Retomando a temática do candomblé, iremos agora estabelecer paralelos entre seus símbolos e a concepção junguiana de Individuação, não no sentido de “encaixar” os sistemas, mas sim, na busca de um diálogo que procurará entender como o Candomblé articula seus símbolos religiosos e como esta articulação se relaciona com a teoria junguiana.

Como apontamos anteriormente, para o Candomblé a existência se dá em duas instâncias: Orum e Aiyê – mundo sobrenatural e natural. Do Orum provém as matérias primordiais e matérias ancestrais que compõem os seres naturais. Uma intensa dinâmica de forças se dá entre os espaços do Orum e Aiyê. Exú, princípio do dinamismo, é a entidade que representa o potencial de crescimento e diferenciação. Ele multiplica e individualiza. O elemento central do processo de individualização é o Ori, cuja matriz no Orum permite a individualidade do Ser no Aiyê. Ori define o destino e os orixás do sujeito. Os Orixás gerais são forças genéricas, matérias primordiais que compõe o Ori e se manifestam no indivíduo enquanto orixás pessoais. Ao longo da carreira iniciática vai se formando o carrego-de-santo do indivíduo, sua sequência própria de Orixás, compondo-se assim uma pessoa plural, em equilíbrio dinâmico com as forças dos Orixás.

Como também acabamos de ver, na Psicologia Analítica a existência é um fato psíquico. A psique é composta por uma parte inconsciente e uma consciente. No inconsciente coletivo estão as matrizes da experiência de vida humana, potenciais de representação das características do ser humano: os arquétipos. O centro e totalidade da psique é o Si-mesmo, que prefigura um Ego como centro da consciência. Este Ego relaciona-se com os complexos, cujos núcleos são arquétipos, e ao integrá-los, conscientemente se expande e se diferencia, num processo dirigido e coordenado pelo Si-mesmo. Este processo de integrações simbólicas e desenvolvimento psíquico recebe o nome de individuação. A finalidade da individuação, além do estabelecimento de um eixo criativo entre Ego e Si-mesmo (centro da consciência e centro e totalidade da psique), é a concretização de um Ser total, um complexo de oposições em equilíbrio dinâmico, um Ser integrado em sua multiplicidade.

Podemos perceber, nesta exposição sintética, que ambos os sistemas (o candomblé e a Psicologia Analítica) encaram a existência acontecendo em dois níveis de realidade. Estes níveis estão em troca dinâmica de energia.

De um dos níveis (inconsciente coletivo – Orum) provém forças que prefiguram a vida humana. Neste sentido podemos estabelecer um paralelo simbólico entre o conceito de orixá geral e arquétipo. O Ori-Orum (como representado no Igbá-Ori) enquanto símbolo quaternário é um princípio central, organizador e individualizante.
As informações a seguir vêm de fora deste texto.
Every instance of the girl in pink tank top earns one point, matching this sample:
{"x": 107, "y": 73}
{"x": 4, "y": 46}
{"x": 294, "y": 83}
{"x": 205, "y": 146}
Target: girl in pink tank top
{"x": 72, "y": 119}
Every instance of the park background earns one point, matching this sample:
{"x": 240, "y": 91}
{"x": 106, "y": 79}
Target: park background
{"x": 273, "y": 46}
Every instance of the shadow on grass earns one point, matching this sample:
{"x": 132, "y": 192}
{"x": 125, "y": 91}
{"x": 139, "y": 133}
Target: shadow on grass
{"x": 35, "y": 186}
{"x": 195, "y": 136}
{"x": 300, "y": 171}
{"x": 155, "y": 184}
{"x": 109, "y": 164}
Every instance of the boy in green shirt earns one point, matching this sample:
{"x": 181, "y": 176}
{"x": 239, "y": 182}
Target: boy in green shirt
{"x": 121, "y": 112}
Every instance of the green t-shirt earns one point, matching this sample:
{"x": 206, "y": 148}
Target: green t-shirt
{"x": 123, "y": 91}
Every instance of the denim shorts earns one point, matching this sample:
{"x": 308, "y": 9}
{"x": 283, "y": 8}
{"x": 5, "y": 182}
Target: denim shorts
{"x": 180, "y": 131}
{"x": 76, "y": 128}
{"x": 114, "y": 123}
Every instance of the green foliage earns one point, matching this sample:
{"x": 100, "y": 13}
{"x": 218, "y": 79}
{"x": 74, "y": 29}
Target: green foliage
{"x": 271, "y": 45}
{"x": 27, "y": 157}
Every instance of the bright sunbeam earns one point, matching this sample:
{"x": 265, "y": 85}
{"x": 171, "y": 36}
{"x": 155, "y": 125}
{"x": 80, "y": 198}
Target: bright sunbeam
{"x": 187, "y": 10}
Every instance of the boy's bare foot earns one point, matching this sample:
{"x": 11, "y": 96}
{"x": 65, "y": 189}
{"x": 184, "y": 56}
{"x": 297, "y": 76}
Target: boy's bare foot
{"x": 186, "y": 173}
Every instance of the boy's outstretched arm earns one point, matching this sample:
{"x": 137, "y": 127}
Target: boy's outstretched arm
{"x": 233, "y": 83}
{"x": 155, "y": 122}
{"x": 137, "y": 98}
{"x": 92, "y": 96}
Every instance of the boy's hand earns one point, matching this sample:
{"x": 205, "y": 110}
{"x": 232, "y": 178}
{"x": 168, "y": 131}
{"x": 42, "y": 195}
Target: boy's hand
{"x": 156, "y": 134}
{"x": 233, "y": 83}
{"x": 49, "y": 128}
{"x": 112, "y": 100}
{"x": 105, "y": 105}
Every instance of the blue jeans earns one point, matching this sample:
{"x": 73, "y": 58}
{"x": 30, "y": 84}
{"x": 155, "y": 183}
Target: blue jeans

Podemos perceber, na noção de Ori, elementos simbólicos que muito se assemelham ao simbolismo e conceito de Self.

Nesta mesma linha de raciocínio, podemos entender os Orixás pessoais como manifestação de forças arquetípicas personificadas, como entendido por Jung. Para ambos os sistemas o Ser é plural e em ambos os sistemas a diferenciação do processo individual depende da consciência, do equilíbrio entre as forças que formam o Ser.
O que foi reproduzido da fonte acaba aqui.